Berlin – Das von der Regierungskoalition geplante Sparpaket zur kurzfristigen Stabilisierung der gesetzlichen Krankenversicherung (GKV) ist nach Einschätzung der Krankenkassen nicht ausreichend. Im Rahmen einer Anhörung des Gesundheitsausschusses zu entsprechenden Änderungsanträgen zum Entwurf eines Gesetzes zur Befugniserweiterung und Entbürokratisierung in der Pflege betonte Oliver Blatt, Vorstandsvorsitzender des GKV-Spitzenverbandes, das finanzielle Volumen der Maßnahmen reiche nicht.
„Wenn nichts weiter passiert“, werde der durchschnittliche GKV-Zusatzbeitrag kommendes Jahr über drei Prozent steigen, so Blatt.
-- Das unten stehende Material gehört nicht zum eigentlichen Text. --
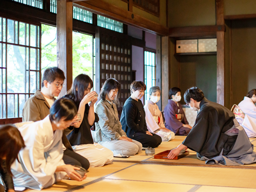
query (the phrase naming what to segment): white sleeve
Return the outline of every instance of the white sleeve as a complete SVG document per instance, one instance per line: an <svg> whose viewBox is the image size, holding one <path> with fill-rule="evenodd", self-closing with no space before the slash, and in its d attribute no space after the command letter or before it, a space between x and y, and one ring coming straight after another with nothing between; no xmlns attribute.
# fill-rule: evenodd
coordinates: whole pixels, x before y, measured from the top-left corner
<svg viewBox="0 0 256 192"><path fill-rule="evenodd" d="M153 116L153 112L151 111L148 105L146 104L144 106L144 110L146 113L146 123L147 127L149 132L154 133L160 127Z"/></svg>
<svg viewBox="0 0 256 192"><path fill-rule="evenodd" d="M20 160L25 173L31 175L39 187L43 189L57 181L55 177L59 180L66 175L64 175L63 172L55 173L57 166L64 165L62 160L62 142L61 137L58 137L58 142L44 152L44 137L37 135L35 137L29 140L29 144L20 152Z"/></svg>

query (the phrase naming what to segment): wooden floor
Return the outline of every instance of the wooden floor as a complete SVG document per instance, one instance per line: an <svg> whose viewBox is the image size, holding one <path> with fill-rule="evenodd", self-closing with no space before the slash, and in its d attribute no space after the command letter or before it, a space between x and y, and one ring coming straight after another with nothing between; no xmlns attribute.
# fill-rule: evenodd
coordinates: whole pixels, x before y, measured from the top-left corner
<svg viewBox="0 0 256 192"><path fill-rule="evenodd" d="M156 148L156 153L174 148L185 137L176 136ZM250 139L256 145L256 139ZM256 150L256 147L255 148ZM256 192L256 163L240 166L206 165L196 153L179 160L155 160L143 151L129 158L115 157L111 164L89 169L79 182L63 180L48 192ZM36 191L27 189L26 192Z"/></svg>

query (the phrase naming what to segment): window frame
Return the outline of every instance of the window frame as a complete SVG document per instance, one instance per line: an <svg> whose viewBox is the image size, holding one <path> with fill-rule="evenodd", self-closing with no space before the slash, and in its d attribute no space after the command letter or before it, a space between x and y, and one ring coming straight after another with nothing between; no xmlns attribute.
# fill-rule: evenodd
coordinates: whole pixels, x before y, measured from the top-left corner
<svg viewBox="0 0 256 192"><path fill-rule="evenodd" d="M145 64L145 54L146 52L151 52L151 53L153 53L154 54L154 66L152 66L152 67L154 67L155 70L154 70L154 86L156 86L156 83L157 83L157 78L156 78L156 75L157 75L157 50L156 49L151 49L149 48L148 48L148 47L145 47L144 49L144 52L143 52L143 60L144 60L144 64L143 64L143 70L144 70L144 73L143 73L143 79L144 79L144 83L146 85L146 86L147 86L147 89L148 89L148 85L147 85L147 82L146 82L146 79L147 79L145 78L145 73L146 73L146 71L145 71L145 66L148 66ZM151 72L152 73L152 72ZM152 80L152 82L153 82L153 80ZM149 90L149 89L148 89ZM146 94L148 93L148 92L146 92L147 90L145 90L145 94L144 96L144 103L145 103L145 101L147 100L146 99Z"/></svg>
<svg viewBox="0 0 256 192"><path fill-rule="evenodd" d="M2 51L1 52L0 52L0 54L2 54L2 56L3 56L3 48L5 46L5 67L3 67L3 58L2 58L2 60L1 61L3 61L3 67L0 67L0 70L1 70L1 74L3 74L3 71L4 70L5 70L5 91L1 91L1 92L2 93L0 93L0 95L1 95L1 97L2 98L2 101L1 101L1 108L0 108L0 110L1 111L1 116L0 116L0 119L1 119L1 121L0 121L0 123L1 124L6 124L7 122L8 123L9 123L10 122L12 122L13 121L13 120L10 120L10 119L15 119L14 120L14 122L15 122L16 121L18 121L18 122L20 122L21 120L21 116L20 116L20 95L23 95L25 96L24 98L25 98L25 102L26 102L27 100L27 99L28 99L30 97L31 95L33 95L34 94L35 94L35 93L31 93L30 92L31 91L31 89L30 89L30 72L35 72L36 73L36 79L37 79L38 78L38 79L38 79L38 81L37 81L37 84L36 85L36 87L35 87L35 91L36 91L38 89L41 89L41 23L37 23L37 22L30 22L29 21L27 20L18 20L18 19L14 19L12 18L9 18L9 17L4 17L4 16L2 16L1 15L0 15L0 19L1 19L1 23L3 23L3 19L5 19L6 20L6 23L5 23L5 29L4 29L4 30L5 31L4 32L5 32L5 38L6 38L6 40L5 41L4 41L3 40L3 38L2 38L1 39L0 39L0 44L1 44L1 45L2 46ZM13 20L14 21L14 28L15 28L15 23L17 22L17 36L16 37L16 33L15 32L15 32L14 32L14 37L15 37L15 39L14 39L14 43L10 43L8 42L8 40L7 39L7 33L8 33L8 20ZM25 26L26 26L26 25L29 25L29 32L28 33L29 35L28 35L28 37L29 37L29 43L28 45L26 45L26 44L27 44L27 42L26 42L26 35L25 35L25 36L26 37L25 38L25 41L26 41L25 42L25 45L23 45L21 44L20 44L20 42L19 42L19 29L20 29L20 23L24 23L25 24ZM35 26L37 27L38 27L38 28L36 29L36 39L35 40L35 42L36 42L36 46L35 47L33 47L33 46L32 46L30 45L30 26L31 25L34 25L34 26ZM4 31L3 30L3 25L1 24L1 26L0 26L0 27L1 27L1 31L3 32ZM26 27L25 27L26 28ZM3 33L2 33L3 34ZM17 41L15 39L16 38L17 38ZM17 43L16 43L17 42ZM11 45L11 46L18 46L19 47L24 47L26 49L25 50L25 54L26 54L26 59L27 59L28 60L28 68L27 68L26 67L26 64L27 64L27 63L26 61L25 60L25 67L26 67L26 84L27 83L28 85L28 93L27 92L27 89L26 88L26 86L25 87L25 89L26 89L25 91L24 91L25 93L8 93L8 56L7 56L7 47L8 45ZM30 49L35 49L35 55L36 55L36 59L35 59L35 60L36 61L36 63L37 64L37 67L36 67L36 68L37 68L37 70L31 70L30 69L30 64L31 64L31 62L30 62L30 58L31 58L31 55L30 55ZM26 52L27 52L27 49L28 49L28 56L26 54ZM28 73L28 76L27 77L27 79L26 78L26 73ZM3 78L3 76L2 76L2 78ZM39 81L39 82L38 82ZM3 81L2 81L2 82L3 82ZM1 86L3 86L3 83L2 83L2 84L1 85ZM14 96L14 117L8 117L8 96L9 95L13 95ZM17 99L15 97L15 96L17 95ZM4 96L5 96L5 98L4 99L4 100L5 100L5 106L4 106L3 105L3 100L4 100ZM15 117L15 116L16 115L16 112L15 112L15 108L16 108L16 105L15 105L15 102L17 102L17 117ZM3 112L4 112L4 108L5 108L5 114L3 114ZM5 117L4 117L4 116L5 116ZM17 120L15 120L15 119L17 119Z"/></svg>

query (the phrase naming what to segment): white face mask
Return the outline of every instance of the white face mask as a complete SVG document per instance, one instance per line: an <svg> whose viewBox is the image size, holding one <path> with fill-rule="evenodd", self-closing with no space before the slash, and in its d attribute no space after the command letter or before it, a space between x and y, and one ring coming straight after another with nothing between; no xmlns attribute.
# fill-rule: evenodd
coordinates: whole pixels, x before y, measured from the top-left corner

Dies sei gesichert, da der Schätzerkreis den Aspekt der für die Kassen verpflichtenden Mindestrücklagenbildung nicht berücksichtigt habe. Zudem erwarte man weiterhin eine starke Ausgabendynamik.
Jens Baas, Vorstandsvorsitzender der Techniker Krankenkasse, schätzte auf Nachfrage, dass man für das politisch erklärte Ziel eines stabilen GKV-Beitragssatzes etwa zwei bis vier Milliarden Euro mehr einsparen müsse. Er, wie auch weitere Kassenvertreter, teilte die Einschätzung, dass deshalb zusätzliche Maßnahmen nötig sind.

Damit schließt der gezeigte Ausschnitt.